Broadstairs is rightly known as `the jewel in Thanet's crown'. This most easterly, quintessentially English seaside resort exudes much charm. Its sandy beaches provide wonderful opportunities for family bathing. Late Regency and more predominantly Victorian or Edwardian buildings reflect growth following railway expansion. Historically, the town's name was linked to broad stairs which were cut into steep cliffs above its shoreline, leading to an ancient religious shrine.

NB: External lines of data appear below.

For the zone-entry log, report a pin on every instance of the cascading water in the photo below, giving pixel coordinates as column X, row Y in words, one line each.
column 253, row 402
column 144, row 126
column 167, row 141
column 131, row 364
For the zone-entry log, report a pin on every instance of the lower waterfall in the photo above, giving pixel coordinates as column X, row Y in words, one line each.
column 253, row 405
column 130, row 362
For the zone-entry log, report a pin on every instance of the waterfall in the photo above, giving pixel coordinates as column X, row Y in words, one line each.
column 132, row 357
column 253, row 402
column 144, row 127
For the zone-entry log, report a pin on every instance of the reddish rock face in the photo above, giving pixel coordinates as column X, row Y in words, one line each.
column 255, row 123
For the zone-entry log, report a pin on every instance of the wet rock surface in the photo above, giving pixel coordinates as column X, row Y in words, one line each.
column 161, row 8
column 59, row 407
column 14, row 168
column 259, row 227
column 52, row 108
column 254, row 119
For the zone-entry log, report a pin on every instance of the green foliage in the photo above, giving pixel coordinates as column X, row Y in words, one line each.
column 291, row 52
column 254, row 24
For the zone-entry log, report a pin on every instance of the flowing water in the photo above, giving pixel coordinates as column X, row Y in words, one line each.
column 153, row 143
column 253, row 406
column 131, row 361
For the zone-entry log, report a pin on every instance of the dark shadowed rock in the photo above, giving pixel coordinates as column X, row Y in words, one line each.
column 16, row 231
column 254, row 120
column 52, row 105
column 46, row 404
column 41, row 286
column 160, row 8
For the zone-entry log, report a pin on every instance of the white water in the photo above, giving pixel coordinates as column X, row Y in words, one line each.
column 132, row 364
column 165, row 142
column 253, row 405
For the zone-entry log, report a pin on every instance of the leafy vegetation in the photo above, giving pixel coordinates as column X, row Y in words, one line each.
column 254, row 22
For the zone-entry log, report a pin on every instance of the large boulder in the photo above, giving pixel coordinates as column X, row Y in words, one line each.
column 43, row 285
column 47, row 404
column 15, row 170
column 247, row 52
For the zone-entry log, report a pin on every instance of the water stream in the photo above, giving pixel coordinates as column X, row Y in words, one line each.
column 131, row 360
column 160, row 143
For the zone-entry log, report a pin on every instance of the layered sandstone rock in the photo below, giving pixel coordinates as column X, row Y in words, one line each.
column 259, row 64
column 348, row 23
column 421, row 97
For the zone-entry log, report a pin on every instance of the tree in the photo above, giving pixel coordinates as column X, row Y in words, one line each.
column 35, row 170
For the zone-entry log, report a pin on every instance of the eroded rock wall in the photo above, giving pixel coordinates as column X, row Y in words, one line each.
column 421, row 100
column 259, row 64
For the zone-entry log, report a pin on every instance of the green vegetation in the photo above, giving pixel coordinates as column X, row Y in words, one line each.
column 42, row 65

A fishing village with smuggling activities is all that existed in Georgian times. By 1815 it was here that the exultant news of victory at Waterloo first reached our country. Later in the nineteenth century Charles Dickens frequented the borough. There are two museums relating to his life and great works. Festivals marking his visits along with food fetes enliven summer gaiety. All these vivid scenes are pictured within this collection of scenes, past and present. They are a colourful illustration of how time has kindly preserved and simply enhanced this Kentish gem.
Robert Turcan is a retired fund manager who was brought up on a fruit farm in the North Kent horticultural belt. He has a lifelong interest in local history, in the pursuit of which he has amassed a considerable collection of topographical postcards, books and maps. His appreciation of the constantly changing environment is complimented by keen amateur photography, as well as a number of previously published titles on Kent's towns.